重低音のBlue Canary

♪ 思いつくままを、つたない文と photo で …

沈黙の春…。

2006-04-12 | つれずれ
このところ桜ばかりを見上げていたら、足元にタンポポが咲いていることに今日気がつきました。しかも都心の中央分離帯で。



タンポポと言えば、札幌に単身赴任して初めて見た北海道の「タンポポ草原」には驚きましたねえ。
場所によっては数十メートル、数百メートルの一面が、まっ黄色のタンポポの花で埋め尽くされているんですから。すごいです。



ところが、その北海道でいま……。
「スズメが消えた――大量死か、大移動か」
「今冬の道内――研究者も『なぜ?』」

地元・北海道新聞が今月5日の夕刊で報じたニュースが、一昨日あたりから全国ネットでも流されていますね。
原因はまだ不明だとか。

ニュースを見て、ずいぶん昔に読んだ1冊の本を思い出しました。
レイチェル・カーソン著「沈黙の春」(青木簗一訳)新潮社


その第8章の「そして、鳥は鳴かず」に、こう書かれています。

「鳥がまた帰ってくると、ああ春がきたなと、と思う。でも、朝早く起きても、鳥の鳴き声がしない。それでいて、春だけがやってくる――アメリカでは、こんなことが珍しくなくなってきた。
いままではいろんな鳥が鳴いていたのに、急に鳴き声が消え、目をたのしませた色とりどりの鳥の姿も消えた。
突然のことだった。知らぬ間に、そうなってしまったのだ。」……

発生遺伝学、海洋生物学を学んだアメリカのジャーナリスト、レイチェル・カーソンさんがこの本を最初に書いたのは1960年代の初め。もう40年以上も前になりますね。

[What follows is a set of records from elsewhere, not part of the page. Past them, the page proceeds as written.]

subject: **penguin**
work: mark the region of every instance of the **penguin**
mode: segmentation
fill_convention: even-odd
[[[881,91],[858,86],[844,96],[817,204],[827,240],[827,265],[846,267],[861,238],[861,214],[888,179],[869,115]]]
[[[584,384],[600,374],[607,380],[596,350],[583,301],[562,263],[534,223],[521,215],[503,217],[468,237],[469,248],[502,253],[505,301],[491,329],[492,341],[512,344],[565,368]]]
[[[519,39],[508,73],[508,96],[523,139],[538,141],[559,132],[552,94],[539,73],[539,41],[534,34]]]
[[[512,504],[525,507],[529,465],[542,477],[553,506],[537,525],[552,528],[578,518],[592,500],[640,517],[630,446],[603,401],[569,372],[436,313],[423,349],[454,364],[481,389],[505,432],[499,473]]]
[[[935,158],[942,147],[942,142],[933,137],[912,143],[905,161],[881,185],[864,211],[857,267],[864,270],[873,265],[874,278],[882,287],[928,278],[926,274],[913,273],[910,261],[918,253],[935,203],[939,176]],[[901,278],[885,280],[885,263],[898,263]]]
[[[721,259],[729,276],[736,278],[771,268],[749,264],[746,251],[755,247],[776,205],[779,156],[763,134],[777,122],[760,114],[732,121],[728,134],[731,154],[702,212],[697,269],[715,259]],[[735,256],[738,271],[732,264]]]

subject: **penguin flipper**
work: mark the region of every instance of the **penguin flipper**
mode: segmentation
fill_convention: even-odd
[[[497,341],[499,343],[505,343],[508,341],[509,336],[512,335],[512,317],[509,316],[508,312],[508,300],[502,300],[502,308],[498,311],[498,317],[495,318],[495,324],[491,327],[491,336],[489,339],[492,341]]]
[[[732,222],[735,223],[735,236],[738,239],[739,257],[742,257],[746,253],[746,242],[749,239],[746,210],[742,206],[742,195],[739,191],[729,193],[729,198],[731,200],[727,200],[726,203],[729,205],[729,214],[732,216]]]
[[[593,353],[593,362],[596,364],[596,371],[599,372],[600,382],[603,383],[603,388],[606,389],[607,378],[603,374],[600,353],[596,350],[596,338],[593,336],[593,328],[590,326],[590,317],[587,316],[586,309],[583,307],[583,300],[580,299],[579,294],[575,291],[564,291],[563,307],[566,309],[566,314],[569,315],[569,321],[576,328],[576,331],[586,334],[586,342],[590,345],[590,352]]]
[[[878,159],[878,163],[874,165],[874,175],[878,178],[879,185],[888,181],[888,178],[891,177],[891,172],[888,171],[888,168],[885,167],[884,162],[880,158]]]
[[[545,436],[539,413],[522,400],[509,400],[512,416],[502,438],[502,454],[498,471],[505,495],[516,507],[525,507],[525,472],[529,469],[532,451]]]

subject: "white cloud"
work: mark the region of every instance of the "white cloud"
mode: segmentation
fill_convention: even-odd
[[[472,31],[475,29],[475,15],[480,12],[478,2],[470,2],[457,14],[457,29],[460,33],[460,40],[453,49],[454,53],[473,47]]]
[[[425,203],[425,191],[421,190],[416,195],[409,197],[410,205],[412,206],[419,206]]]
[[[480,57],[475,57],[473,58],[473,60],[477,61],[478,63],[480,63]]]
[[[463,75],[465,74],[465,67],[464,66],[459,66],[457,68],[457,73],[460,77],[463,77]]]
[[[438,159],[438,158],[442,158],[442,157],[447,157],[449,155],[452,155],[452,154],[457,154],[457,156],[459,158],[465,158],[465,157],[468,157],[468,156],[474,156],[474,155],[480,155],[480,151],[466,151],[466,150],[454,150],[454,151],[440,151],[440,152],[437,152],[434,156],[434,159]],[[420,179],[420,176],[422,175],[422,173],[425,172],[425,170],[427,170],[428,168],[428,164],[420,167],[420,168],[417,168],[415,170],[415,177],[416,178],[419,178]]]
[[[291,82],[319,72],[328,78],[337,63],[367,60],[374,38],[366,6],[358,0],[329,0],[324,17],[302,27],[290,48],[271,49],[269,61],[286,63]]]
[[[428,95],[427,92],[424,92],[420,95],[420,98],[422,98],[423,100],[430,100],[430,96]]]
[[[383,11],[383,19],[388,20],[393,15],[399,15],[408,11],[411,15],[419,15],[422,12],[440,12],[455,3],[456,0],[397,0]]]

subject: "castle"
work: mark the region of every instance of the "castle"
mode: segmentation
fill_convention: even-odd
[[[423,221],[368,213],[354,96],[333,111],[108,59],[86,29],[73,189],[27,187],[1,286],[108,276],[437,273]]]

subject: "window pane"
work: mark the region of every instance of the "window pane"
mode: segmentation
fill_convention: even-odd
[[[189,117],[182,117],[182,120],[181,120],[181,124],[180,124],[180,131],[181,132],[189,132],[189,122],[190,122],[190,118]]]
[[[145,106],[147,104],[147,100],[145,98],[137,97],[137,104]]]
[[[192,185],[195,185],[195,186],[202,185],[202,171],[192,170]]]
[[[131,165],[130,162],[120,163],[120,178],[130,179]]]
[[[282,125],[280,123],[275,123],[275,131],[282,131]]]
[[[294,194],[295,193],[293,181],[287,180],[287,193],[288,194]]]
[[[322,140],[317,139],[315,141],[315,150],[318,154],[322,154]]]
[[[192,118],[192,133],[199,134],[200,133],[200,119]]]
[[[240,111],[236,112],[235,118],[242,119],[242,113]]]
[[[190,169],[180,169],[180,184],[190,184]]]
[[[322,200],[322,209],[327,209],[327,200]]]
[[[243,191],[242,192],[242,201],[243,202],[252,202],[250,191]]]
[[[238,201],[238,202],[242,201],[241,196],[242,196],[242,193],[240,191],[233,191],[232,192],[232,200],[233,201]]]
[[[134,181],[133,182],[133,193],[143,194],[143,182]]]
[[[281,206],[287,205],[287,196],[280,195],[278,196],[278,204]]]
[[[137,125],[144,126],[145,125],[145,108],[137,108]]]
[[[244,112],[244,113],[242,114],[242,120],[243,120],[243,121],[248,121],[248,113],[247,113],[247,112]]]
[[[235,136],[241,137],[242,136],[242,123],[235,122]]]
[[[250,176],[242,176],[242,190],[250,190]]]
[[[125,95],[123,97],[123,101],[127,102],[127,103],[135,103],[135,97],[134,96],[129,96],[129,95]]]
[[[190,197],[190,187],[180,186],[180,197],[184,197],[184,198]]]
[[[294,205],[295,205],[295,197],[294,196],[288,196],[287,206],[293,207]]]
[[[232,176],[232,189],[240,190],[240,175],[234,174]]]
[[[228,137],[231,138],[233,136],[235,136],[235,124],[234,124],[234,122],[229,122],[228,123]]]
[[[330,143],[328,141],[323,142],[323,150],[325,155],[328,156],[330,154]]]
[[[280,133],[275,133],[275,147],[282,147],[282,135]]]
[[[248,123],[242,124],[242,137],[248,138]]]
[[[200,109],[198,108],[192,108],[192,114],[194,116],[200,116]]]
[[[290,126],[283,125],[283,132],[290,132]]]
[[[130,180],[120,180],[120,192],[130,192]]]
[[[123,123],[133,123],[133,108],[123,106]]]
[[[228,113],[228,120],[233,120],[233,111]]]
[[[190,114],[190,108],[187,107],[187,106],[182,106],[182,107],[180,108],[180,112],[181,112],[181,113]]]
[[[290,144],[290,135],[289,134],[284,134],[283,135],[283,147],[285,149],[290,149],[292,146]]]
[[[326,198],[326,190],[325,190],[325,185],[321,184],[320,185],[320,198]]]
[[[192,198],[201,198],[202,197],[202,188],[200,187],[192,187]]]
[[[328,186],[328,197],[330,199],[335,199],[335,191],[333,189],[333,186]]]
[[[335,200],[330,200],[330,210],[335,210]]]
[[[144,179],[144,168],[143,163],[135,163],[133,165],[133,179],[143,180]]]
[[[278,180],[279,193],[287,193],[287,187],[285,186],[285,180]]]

当時のアメリカでも、似たようなことが起きていたんですね。
アメリカで突然姿を消した鳥は、日本のスズメと同じほどポピュラーなコマドリだったそうです。

調べてみると原因は、ベニヤ板を作るために輸入したオランダ楡(にれ)の木についてきたニレノキクイムシを防除するため、殺虫剤を撒布したところ、その殺虫剤が付いた落ち葉を食べたミミズの体内にDDTが蓄積し、そのミミズを好物にして食べているコマドリが大量に中毒死した、という食物連鎖?だったようです。

報道によると、今回死んだスズメを病理検査しても異常は確認されなかったそうですから、全く同じケースとは言えないようですが、では何が原因なのか――まだ分かっていないだけに余計、不気味さを覚えますよね。


と同時に、私が「こわい」と思ったもう1点は、今回の現象が、新聞に取り上げられて多くの人がそのことに気付くまで、かなり時間がかかっていることです。

ネットを見ていたら、すでに昨年11月頃、「最近、スズメを見なくなったね」とブログに書いていた方がいらっしゃいました。

最初に誰かが気付いた小さな変化が、いまこうして全国ニュースで取り上げられるほど大きな変化として認知されるまでに、半年近い時間が過ぎていたということですよね。

日々の些細な変化に無神経・無頓着でいると、気付いた時にはもう取り返しのつかない状況に身を置いてしまっている……。
環境問題に限らず、私たちの毎日の過ごし方のあらゆる場面で、同じ危うさが潜んでいるじゃないでしょうか。

「沈黙の春」――恐ろしい言葉ですね。